In November 1993, MGB was merged into its 92% shareholder, Southwest Bancorp, Inc. (Southwest), in a “short form” merger in which neither MGB’s Board of Directors nor its minority shareholders were legally required to, or did, vote on the transaction. Southwest retained an investment bank to determine the fair market value of MGB’s common shares as of June 30, 1993. The investment bank concluded a value of $41 per share, and Southwest set that value as the merger price. (In a separate breach of fiduciary duty class action, the Delaware Court of Chancery found that the investment bank’s appraisal was legally improper, as it had determined only the fair market value of MGB – a minority-level value – as opposed to valuing MGB in its entirety as a going concern and determining the fair value of the minority shares as a pro-rata percentage of that controlling-basis value.)

On behalf of the petitioners, David G. Clarke, ASA, a Managing Principal of The Griffing Group, submitted a report and testified at trial, opining that the fair value of MGB was $85 per share. The respondent’s expert witness concluded that the fair value of MGB was $41.90 per share, just $0.90 higher than the improperly determined minority-basis fair market value of $41.00 used as the merger price. The trial court rejected entirely the valuation analyses performed by the respondent’s expert, and ruled that the $85 per share value concluded by Mr. Clarke was the fair value of MGB.
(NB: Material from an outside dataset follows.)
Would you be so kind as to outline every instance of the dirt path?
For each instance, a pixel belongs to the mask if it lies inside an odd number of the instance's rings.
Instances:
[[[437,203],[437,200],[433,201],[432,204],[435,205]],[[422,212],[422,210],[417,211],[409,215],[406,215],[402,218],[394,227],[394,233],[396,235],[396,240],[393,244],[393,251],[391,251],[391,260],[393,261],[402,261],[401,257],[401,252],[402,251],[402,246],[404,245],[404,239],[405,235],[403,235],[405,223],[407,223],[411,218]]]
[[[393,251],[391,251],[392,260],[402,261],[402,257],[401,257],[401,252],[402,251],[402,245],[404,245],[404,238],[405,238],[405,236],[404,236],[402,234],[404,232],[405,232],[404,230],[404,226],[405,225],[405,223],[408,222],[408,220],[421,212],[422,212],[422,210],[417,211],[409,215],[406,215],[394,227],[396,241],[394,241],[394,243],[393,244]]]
In affirming the trial court’s decision, the Delaware Supreme Court made two valuable contributions to the development of the law pertaining to valuations in appraisal actions: (1) when a subject company in a statutory appraisal is a holding company, it is appropriate to value the company’s ownership interests in its subsidiaries using a comparative acquisition method; and (2) the comparative public company method, which was employed by the respondent’s expert witness, includes a “built-in minority discount” that renders its use inappropriate in a statutory appraisal proceeding, absent the inclusion of a premium to reverse the effect of the minority discount.

David G. Clarke, ASA was assisted by Michael J. Mattson. The petitioners were represented by Bruce L. Silverstein and Martin S. Lessner of Young, Conaway, Stargatt & Taylor LLP and Thomas E. Chomicz of Wilson & McIlvaine.